W0180

Predicting Polymorphic Crystal Structures. Mark C. Wahle, Olaf König, Gerhard E. Engel, Frank J. J. Leusen, Molecular Simulations Inc., 9685 Scranton Road, San Diego, CA 92121 USA

Polymorphism can be the source of many problems in multiple industries, including pharmaceuticals, pigments, and explosives. In crystallization processes, concentration, solvent, and impurities all play a role in the formation of multiple polymorphic forms. Different forms can possess different physicochemical properties: bioavailability, stability, color, density, morphology, and mechanical behavior. To fully understand these property differences, it is extremely important that scientists have detailed knowledge of all possible polymorphs of a given compound. Furthermore, rational control of solid-state properties and crystal engineering require knowledge of the crystal structure. [1] Single-crystal X-ray diffraction is the ideal method for solving crystal structures. However, it is often difficult to grow quality single crystals for analysis. It is also impossible to determine if crystals of all possible polymorphs have been grown experimentally. Subsequently, the ability to predict the crystal structures for different polymorphs of a given compound from the molecular structure alone is highly desirable. A multi-step process, MSI's Polymorph Predictor, has been developed for polymorph prediction of fairly rigid, non-ionic compounds consisting mostly of C, H, O, and N atoms. [2] The first step includes a Monte Carlo simulated annealing process to generate thousands of potential packing arrangements. These potential structures are then clustered into unique groups based on packing similarity. Each unique structure is subsequently minimized with respect to all degrees of freedom.
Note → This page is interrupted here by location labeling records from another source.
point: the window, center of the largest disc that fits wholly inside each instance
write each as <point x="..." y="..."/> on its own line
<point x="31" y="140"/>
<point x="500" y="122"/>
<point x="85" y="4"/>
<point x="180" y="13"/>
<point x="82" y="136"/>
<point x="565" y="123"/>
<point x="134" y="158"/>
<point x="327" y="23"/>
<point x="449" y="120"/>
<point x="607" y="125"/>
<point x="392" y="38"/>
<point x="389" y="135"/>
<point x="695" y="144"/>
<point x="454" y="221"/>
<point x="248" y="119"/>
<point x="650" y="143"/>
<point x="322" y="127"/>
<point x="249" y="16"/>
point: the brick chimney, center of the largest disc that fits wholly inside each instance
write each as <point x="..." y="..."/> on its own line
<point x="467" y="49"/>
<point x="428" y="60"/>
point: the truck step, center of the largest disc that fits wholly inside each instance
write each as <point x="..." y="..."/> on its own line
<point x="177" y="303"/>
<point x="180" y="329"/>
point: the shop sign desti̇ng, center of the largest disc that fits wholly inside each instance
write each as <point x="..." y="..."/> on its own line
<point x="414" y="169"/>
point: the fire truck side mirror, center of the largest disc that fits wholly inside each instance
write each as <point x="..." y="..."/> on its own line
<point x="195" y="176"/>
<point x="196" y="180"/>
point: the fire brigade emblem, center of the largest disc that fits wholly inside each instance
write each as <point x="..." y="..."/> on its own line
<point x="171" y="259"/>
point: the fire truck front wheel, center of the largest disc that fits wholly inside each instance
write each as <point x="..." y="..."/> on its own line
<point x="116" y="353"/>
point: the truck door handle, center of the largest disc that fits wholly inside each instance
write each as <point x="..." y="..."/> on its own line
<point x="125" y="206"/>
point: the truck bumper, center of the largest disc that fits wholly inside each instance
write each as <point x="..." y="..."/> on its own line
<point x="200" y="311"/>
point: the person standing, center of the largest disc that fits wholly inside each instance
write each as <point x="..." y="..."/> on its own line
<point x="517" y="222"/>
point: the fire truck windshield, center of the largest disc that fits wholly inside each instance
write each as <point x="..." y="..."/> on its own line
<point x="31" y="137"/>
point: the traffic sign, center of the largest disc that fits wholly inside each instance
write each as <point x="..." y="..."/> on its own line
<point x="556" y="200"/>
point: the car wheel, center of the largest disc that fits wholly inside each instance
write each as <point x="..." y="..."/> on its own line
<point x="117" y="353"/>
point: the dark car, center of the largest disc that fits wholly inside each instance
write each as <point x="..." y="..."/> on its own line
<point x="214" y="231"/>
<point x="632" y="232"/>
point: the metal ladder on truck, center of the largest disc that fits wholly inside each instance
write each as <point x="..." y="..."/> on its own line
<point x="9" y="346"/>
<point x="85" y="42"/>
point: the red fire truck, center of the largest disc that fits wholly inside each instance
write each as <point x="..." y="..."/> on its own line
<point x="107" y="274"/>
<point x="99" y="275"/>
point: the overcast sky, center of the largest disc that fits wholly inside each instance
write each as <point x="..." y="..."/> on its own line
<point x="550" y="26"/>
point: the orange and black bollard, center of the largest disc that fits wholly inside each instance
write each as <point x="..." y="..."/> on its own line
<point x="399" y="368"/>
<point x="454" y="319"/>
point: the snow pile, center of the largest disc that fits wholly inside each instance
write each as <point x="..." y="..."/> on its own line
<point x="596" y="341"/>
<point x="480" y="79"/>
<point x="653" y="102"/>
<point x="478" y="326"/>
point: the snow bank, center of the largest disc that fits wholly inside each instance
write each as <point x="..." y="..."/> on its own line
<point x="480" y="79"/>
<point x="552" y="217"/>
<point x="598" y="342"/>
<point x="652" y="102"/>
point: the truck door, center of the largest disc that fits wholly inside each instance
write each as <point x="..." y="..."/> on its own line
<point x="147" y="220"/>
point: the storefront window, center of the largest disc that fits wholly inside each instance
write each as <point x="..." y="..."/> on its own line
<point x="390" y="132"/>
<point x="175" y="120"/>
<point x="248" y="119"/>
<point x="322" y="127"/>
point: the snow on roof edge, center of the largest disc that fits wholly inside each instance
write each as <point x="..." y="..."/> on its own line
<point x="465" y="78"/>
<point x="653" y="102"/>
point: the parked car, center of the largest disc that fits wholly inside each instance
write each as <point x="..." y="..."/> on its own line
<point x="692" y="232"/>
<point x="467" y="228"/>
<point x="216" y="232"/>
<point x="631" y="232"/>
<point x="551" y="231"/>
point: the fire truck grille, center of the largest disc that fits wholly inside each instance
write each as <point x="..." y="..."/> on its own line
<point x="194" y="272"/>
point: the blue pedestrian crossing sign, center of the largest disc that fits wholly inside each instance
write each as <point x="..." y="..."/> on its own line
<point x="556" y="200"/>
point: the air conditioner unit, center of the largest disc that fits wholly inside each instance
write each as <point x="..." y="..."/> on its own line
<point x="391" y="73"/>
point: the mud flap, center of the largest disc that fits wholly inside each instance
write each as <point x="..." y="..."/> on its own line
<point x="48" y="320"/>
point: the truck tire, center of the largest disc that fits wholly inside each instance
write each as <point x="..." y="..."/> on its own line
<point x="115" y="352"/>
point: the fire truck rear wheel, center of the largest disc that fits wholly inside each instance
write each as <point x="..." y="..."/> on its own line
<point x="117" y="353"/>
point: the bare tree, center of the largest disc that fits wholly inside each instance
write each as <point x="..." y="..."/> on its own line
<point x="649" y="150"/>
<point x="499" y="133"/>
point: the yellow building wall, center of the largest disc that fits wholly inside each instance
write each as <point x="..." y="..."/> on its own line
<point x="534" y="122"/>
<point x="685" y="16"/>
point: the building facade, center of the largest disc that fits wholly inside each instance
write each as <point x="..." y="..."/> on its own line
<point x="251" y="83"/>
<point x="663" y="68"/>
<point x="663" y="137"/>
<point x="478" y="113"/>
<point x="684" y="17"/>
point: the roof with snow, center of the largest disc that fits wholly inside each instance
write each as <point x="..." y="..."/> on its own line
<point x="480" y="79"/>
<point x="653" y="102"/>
Finally, each structure is ranked according to lattice energy. The resulting low-energy structures are potential polymorphs; calculated powder patterns of these structures can be compared to experimental powder data for verification. The polymorph prediction of a number of compounds will be presented to support this method.

[1] Desiraju, G. R. Science, 1997, 278, 404-405.

[2] Leusen, F. J. J. J. Cryst. Growth, 1996, 166, 900-903.